19:00:05 <clarkb> #startmeeting infra
19:00:05 <opendevmeet> Meeting started Tue Apr 30 19:00:05 2024 UTC and is due to finish in 60 minutes.  The chair is clarkb. Information about MeetBot at http://wiki.debian.org/MeetBot.
19:00:06 <opendevmeet> Useful Commands: #action #agreed #help #info #idea #link #topic #startvote.
19:00:06 <opendevmeet> The meeting name has been set to 'infra'
19:00:14 <clarkb> #link https://lists.opendev.org/archives/list/service-discuss@lists.opendev.org/thread/M4JKPPJYDIJT5EQTKPCIANUZ6WNFOO5T/ Our Agenda
19:00:29 <clarkb> #topic Announcements
19:01:06 <clarkb> I didn't have anything to announce. More just trying to get back into the normal swing of things after the PTG and all that
19:01:18 <clarkb> Did anyone have anything to announce?
19:01:43 <frickler> just that I'm off for the remainder of this week
19:02:09 <clarkb> I'll be around. Though I dod have parent teacher conference stuff thursday morning. But otherwise I'm generally around
19:02:51 <clarkb> #topic Upgrading Old Servers
19:03:30 <clarkb> tonyb: with our timezones a bit better aligned for a bit I'm happy to help dive into this again if your time constraints allow it
19:03:31 <tonyb> No progress but I'm in the US and it's next on my todo list to clear out my older reviews
19:03:43 <clarkb> cool feel free to ping me if I can help in any way
19:03:49 <tonyb> Will do
19:04:03 <tonyb> I'll also start an etherpad for the focal servers
19:04:29 <fungi> i'll be disappearing on thursday and gone for 11 days
19:04:31 <clarkb> ++ getting a sense of the scale of the next round of things would be good. I'm hoping that generally as we're more and more in containers this becomes easier
19:05:01 <fungi> (sorry, i missed the #topic change)

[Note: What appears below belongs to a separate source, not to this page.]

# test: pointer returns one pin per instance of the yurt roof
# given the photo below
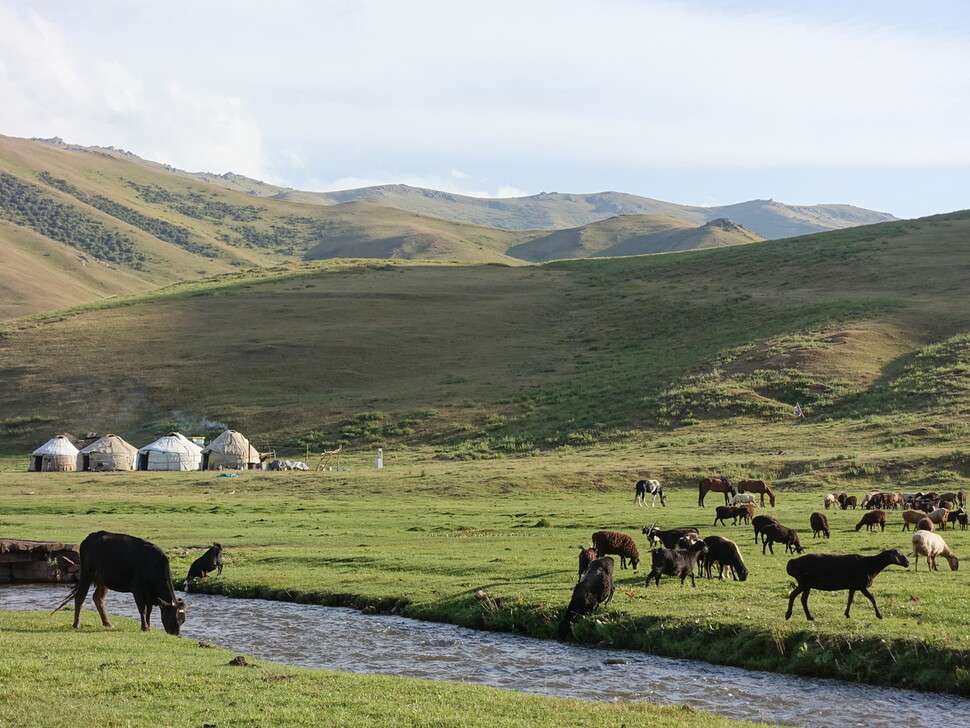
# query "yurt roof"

19:05:06 <clarkb> no problem
19:05:15 <clarkb> #topic MariaDB Upgrades
19:05:26 <clarkb> We've done all of the services except for Gerrit at this point
19:05:42 <clarkb> #link https://review.opendev.org/c/opendev/system-config/+/916848
19:06:20 <clarkb> This is a change to do that, but it won't be automated after landing (all of the other upgrades were). I'm 99% positive that this will simply update the docker-compose file instead and we'll need to pull and down and up -d by hand to get that through
19:06:35 <clarkb> that means there will be a short gerrit outage so any thoughts on when we should do that?

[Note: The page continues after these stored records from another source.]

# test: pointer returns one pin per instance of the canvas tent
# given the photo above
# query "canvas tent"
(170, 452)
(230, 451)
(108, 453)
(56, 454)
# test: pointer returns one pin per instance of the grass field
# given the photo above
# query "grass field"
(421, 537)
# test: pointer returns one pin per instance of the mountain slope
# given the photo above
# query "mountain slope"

19:08:30 <tonyb> Not really.
19:08:49 <clarkb> ok I think this one is also relatively low priority since gerrit barely depends on that db at this point
19:09:06 <clarkb> reviews would be great then if an opportunity presents itself we can merge it quickly and restart services?
19:09:15 <tonyb> Sounds good
19:09:53 <clarkb> #topic AFS Mirror Cleanups
19:10:02 <clarkb> topic:drop-ubuntu-xenial has changes up for review.
19:10:20 <clarkb> That said this is going to be a slow process of chipping away at things.
19:10:48 <clarkb> One question I had for the group is whether or not you think I should push up changes to remove projects from zuul's tenant config rather than try and fix up their zuul configs properly
19:11:19 <clarkb> in particular there are a number of x/* projects with python35 jobs. I think Xenial sort of coincided with the era of everyone making a project for everything and as a result ended up with test configs that want to run on xenial
19:11:38 <clarkb> and for those it may just be easiest to remove them from zuul's tenant config entirely rather than try and coerve their configs into the future
19:12:40 <tonyb> I feel like dropping projects in that state is reasonable.  Assuming it's announced and we restore any somewhat quickly?
19:13:00 <clarkb> ya restoring them shouldn't be an issue. They will have to make their first change a zuul config cleanup but otherwise should be straightforward
19:13:07 <clarkb> (and that fixup might be to reset to noop jobs)
19:13:26 <frickler> +1
19:14:51 <clarkb> ok I'll continue down that path then and hopefully we eventually reach a point where its like 80% done and we can announce a removal date and let the fallout fall from there
19:14:54 <fungi> i'm in favor
19:15:03 <frickler> I also just noticed an issue with the deb-ceph-reef mirror I created
19:16:00 <clarkb> frickler: looks like we need the symlink into the apache web space since it is a separate mirror entirely
19:16:03 <frickler> seems the volume is named mirror.ceph-deb-reef, while the correct name would be just mirror.deb-reef
19:16:38 <clarkb> hrm we try to keep those short due to afs limits, not sure what the limit is. Maybe that name is ok as is?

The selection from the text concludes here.